Alfonso (Alfonso Torrijos, que tardé mucho
tiempo en saber su apellido) siempre estaba en la barra tomándose un verdejo
con alguna alemana. Le recuerdo más en la luz de la hora de los vermuts o en la
primera de la tarde, y entonces he de evocarle entre cafés e infusiones, pero
siempre de pie, como atornillado en el suelo, o como si las suelas de sus
sandalias (usaba sandalias en toda estación, en invierno con gruesos calcetines
de lana) se hubieran derretido y fundido a las baldosas amarillas de La Luna.
Debió ligar en tiempos ─y la recuerdo
también, con sus vestidos ibicencos y el pelo de oro cayéndole en tirabuzones
sobre el blanco algodón─ con una walkiria de ésas de las óperas de Wagner que
hubiese venido un verano a estudiar español al sitio donde mejor se habla el
español del mundo, como descubriera en alguna publicidad universitaria. Y
luego, pues las alemanas se iban pasando el teléfono de Alfonso, y él les
encontraba piso y les abría las puertas y la sonrisa de nuestra proverbial e inmerecida
hosquedad castellana. Le debieran haber dado una medalla de fomento al turismo
o algo, que las autoridades siempre acuñan medallas para este menester. O las
acogía en su casa, una buhardilla por García Morato, cerca de la estación de
autobuses, hasta que ellas se iban integrando en la ciudad.
Alfonso era calderero (tinker, taylor/ soldier, sailor…) y trabajaba en la Renfe. Luego
lo dejó y anduvo dedicándose a la restauración de órganos de iglesia, con sus
miles de tubos de metal por donde el aire era convertido en sonido, en música,
en palabras que venían desde la eternidad. Le sigo viendo a veces, ya sin
ninguna alemana a la que proteger, a la que amar quizá, con sus sandalias y su
calva abacial, monacal, no sé, quizá lo de las sandalias fuera en homenaje a
aquella primera novia que también las llevaba, lo recuerdo, con tiras que iban
cruzándose en sus piernas preciosas.
Veo más estas ausencias que no llevamos al
lado, del brazo (porque él también evocará otras mías cuando nos encontramos)
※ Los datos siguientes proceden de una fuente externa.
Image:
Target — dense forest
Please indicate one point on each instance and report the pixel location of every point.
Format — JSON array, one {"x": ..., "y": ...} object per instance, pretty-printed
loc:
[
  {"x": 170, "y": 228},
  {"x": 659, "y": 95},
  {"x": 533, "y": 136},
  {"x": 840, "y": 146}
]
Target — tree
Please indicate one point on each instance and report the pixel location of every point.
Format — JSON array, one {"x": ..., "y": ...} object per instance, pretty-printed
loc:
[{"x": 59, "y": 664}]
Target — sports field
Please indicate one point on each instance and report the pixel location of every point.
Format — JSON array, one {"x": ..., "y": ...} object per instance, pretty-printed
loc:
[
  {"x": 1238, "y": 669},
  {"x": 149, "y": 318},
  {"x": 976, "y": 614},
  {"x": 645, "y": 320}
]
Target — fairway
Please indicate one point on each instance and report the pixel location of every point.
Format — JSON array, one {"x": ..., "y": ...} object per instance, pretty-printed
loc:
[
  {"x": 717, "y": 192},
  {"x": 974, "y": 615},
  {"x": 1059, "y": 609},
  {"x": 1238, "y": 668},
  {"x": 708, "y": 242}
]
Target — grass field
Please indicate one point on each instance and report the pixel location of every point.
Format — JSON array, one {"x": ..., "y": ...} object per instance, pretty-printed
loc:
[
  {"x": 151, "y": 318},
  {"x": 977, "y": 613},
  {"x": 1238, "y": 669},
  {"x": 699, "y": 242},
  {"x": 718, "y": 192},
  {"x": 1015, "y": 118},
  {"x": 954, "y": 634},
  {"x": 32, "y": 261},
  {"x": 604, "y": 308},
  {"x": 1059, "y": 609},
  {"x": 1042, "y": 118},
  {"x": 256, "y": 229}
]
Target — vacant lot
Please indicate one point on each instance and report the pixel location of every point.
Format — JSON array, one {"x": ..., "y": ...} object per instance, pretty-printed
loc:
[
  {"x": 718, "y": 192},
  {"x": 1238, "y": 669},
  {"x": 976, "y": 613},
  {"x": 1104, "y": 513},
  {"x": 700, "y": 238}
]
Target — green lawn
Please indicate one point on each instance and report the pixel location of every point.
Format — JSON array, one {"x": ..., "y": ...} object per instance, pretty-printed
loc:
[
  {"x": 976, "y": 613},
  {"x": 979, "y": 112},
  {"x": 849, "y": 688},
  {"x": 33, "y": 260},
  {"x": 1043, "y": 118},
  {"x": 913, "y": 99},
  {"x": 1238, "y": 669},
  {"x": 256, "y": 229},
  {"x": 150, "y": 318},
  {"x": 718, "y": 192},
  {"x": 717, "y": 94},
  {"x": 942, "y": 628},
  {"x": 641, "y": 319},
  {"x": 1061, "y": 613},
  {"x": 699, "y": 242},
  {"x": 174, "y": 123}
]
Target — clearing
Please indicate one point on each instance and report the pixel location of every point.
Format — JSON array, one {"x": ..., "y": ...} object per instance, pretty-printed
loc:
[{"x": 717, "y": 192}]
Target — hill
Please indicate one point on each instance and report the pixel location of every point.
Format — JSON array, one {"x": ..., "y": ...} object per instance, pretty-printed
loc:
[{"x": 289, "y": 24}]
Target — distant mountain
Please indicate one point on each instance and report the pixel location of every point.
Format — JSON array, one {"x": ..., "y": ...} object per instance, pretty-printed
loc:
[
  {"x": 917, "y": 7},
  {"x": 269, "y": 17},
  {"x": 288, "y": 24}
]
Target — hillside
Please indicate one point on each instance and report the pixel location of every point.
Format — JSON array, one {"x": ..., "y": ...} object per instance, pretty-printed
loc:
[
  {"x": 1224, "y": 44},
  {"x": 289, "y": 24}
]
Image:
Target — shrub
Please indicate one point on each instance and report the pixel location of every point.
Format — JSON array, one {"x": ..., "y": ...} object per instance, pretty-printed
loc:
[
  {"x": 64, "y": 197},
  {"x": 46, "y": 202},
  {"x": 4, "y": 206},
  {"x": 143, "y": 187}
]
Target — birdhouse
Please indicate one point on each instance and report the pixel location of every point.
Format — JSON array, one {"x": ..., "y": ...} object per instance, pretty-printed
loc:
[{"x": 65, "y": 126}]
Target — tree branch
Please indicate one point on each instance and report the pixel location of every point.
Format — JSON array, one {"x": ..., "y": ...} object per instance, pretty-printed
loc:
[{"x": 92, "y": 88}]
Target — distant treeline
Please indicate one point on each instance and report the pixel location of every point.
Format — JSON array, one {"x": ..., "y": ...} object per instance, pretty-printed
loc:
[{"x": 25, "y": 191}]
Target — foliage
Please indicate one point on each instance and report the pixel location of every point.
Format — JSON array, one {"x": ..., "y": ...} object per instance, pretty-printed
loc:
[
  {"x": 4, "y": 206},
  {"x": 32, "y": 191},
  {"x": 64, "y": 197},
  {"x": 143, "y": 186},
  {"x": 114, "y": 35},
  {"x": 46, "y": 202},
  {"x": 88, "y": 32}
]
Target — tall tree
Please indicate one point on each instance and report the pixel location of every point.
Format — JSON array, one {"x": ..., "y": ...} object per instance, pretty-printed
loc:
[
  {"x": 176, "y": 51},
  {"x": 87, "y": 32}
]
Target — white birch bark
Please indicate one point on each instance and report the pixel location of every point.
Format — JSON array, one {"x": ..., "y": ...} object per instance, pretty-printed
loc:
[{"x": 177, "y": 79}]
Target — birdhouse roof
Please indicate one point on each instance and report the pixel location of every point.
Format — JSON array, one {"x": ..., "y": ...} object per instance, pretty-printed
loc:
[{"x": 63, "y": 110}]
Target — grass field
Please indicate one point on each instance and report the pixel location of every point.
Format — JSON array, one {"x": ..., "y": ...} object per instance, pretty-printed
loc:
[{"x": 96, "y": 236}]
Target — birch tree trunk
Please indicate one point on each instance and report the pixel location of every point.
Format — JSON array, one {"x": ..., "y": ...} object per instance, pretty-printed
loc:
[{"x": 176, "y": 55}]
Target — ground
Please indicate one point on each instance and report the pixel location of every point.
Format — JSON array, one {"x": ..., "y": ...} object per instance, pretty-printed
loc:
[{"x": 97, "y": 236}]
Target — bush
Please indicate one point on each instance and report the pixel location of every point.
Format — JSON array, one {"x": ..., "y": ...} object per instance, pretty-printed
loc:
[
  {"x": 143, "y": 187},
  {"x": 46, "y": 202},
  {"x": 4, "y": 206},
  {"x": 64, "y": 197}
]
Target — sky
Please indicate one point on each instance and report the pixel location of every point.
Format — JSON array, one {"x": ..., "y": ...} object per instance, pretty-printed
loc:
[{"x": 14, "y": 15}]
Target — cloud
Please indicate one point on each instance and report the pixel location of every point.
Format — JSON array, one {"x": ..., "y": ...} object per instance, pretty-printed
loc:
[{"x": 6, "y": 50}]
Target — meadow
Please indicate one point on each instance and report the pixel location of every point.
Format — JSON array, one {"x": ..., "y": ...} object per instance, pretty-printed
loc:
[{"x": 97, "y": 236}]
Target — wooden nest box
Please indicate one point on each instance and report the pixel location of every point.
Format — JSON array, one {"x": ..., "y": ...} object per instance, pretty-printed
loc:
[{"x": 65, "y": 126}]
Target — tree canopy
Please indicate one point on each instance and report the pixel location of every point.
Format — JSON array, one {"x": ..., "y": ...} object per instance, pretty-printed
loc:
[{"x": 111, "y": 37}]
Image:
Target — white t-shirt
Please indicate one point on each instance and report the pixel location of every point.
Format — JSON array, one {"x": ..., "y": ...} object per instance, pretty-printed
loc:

que las presencias en que nos hemos llegado a convertir. Sin embargo, yo sigo
siendo aquel joven que se quedaba hablando un momento en la barra con Alfonso y
su exótica conquista nibelunga.
No sé cuál fue la causa, pero se quedó sin
aquella buhardilla, que pasó a ser de Nines, la camarera, y estuvo un tiempo
viviendo en el almacén de la editorial Balneario, de Pedro Gómez Cornejo
(Alonso Cordel), de quien ya se ha hablado aquí. Yo también estuve unas semanas
refugiado allí, en Juan Mambrilla, 13, entre los libros de poesía, con Imán.
Pero ésa ya es otra historia, ¿o quizá no?